When I came back out after dinner about (8hrs) to my surprise all three were swollen like a fresh pouch does – so here’s my question – do I put them on the stir plate in some fresh wort and step them up like I normally do and salvage them or am I going to end up with something I don’t want to use in a batch of beer due to the age of it? Am I going to end up with some kind of Zombie Yeast?

I have bought saved yeast slurries back to life after 6 – 8 months before – but is over six years old taking the piss a little bit too much?

I would be keen hear what others think before I get all excited and boil up some DME and get in the shit for destroying the kitchen.


----------



## yankinoz (30/10/22)

Old yeasts never die, they just fade away.

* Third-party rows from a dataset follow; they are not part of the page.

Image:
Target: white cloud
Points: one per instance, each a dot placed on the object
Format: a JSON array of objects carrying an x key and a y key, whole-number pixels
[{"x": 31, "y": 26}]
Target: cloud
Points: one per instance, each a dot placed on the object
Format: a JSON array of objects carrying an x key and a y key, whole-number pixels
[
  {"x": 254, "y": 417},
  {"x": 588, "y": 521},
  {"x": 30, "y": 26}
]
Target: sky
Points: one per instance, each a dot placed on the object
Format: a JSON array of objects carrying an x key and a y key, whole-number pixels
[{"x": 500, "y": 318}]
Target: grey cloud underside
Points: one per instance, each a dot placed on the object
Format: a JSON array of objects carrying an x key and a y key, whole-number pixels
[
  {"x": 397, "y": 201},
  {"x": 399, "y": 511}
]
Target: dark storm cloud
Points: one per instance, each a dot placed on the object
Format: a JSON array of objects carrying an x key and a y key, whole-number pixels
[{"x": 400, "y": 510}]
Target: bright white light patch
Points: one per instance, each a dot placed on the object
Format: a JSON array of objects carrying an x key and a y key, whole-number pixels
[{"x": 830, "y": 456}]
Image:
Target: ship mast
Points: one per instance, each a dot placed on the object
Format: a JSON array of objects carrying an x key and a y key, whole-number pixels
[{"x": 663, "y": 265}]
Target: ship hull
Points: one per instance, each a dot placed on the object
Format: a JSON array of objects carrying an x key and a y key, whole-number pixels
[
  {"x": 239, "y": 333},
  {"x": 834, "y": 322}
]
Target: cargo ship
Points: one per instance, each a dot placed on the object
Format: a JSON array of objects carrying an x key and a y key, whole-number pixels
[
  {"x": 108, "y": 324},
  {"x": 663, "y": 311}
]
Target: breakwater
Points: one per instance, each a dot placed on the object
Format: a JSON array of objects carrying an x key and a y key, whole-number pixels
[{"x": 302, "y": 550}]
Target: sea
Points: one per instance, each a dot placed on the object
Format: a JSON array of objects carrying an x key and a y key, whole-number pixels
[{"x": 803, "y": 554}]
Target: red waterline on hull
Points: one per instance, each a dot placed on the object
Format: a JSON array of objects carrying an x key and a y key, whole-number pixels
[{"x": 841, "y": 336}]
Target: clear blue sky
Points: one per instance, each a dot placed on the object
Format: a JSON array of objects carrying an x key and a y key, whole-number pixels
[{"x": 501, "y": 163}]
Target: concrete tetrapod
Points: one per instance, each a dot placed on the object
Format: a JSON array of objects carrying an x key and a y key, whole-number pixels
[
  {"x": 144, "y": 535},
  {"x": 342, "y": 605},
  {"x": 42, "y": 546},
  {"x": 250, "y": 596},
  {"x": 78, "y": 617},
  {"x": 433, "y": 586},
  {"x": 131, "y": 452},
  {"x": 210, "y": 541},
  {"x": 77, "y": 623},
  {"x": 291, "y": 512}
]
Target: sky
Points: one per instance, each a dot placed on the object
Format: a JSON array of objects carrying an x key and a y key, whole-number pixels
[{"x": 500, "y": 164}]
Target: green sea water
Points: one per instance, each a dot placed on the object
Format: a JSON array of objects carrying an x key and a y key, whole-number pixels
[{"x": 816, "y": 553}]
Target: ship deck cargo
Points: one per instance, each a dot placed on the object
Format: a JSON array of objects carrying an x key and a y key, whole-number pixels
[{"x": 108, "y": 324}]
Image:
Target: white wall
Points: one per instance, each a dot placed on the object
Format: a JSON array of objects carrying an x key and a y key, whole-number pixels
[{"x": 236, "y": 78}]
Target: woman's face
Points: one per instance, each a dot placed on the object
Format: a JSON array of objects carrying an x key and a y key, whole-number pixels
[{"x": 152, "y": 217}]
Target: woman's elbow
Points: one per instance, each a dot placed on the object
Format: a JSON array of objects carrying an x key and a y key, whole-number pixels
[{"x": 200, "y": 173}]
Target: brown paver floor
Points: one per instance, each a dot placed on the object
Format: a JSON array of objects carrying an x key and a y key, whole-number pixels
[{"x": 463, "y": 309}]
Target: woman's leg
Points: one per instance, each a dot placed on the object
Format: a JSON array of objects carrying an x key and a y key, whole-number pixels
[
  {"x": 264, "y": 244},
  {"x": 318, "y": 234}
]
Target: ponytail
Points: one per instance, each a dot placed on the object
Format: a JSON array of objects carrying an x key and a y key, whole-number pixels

Much older yeast than that, e.g., from old bottles of a beer, has been cultured and used successfully. It's no surprise you have some active yeast; the problem is you don't know how much. If you're working on 20L of wort at 1.05, pitching all three without a starter would probably give you an underpitch, but who knows? I'd pitch all three into a starter or the rubbish bin, depending on circumstances. Some on this forum may have applicable experience.


----------



## DucatiBoyStu (31/10/22)

Make up a low SG wort, and just treat it like normal yeast.

Thats what I have always done. I have always found a low SG starter is best, then step it up.


----------



## bradmcm (1/11/22)

I smacked a pack of 2308 Munich Lager that was 12 years old and it went just fine. (I let Wyeast know and they were very impressed).


----------



## Hazah (2/11/22)

So I have managed to get a starter which I stepped up from 1 litre to 3 litres up and going at a gravity of 1.030 and it took off like a rocket on the stir plate.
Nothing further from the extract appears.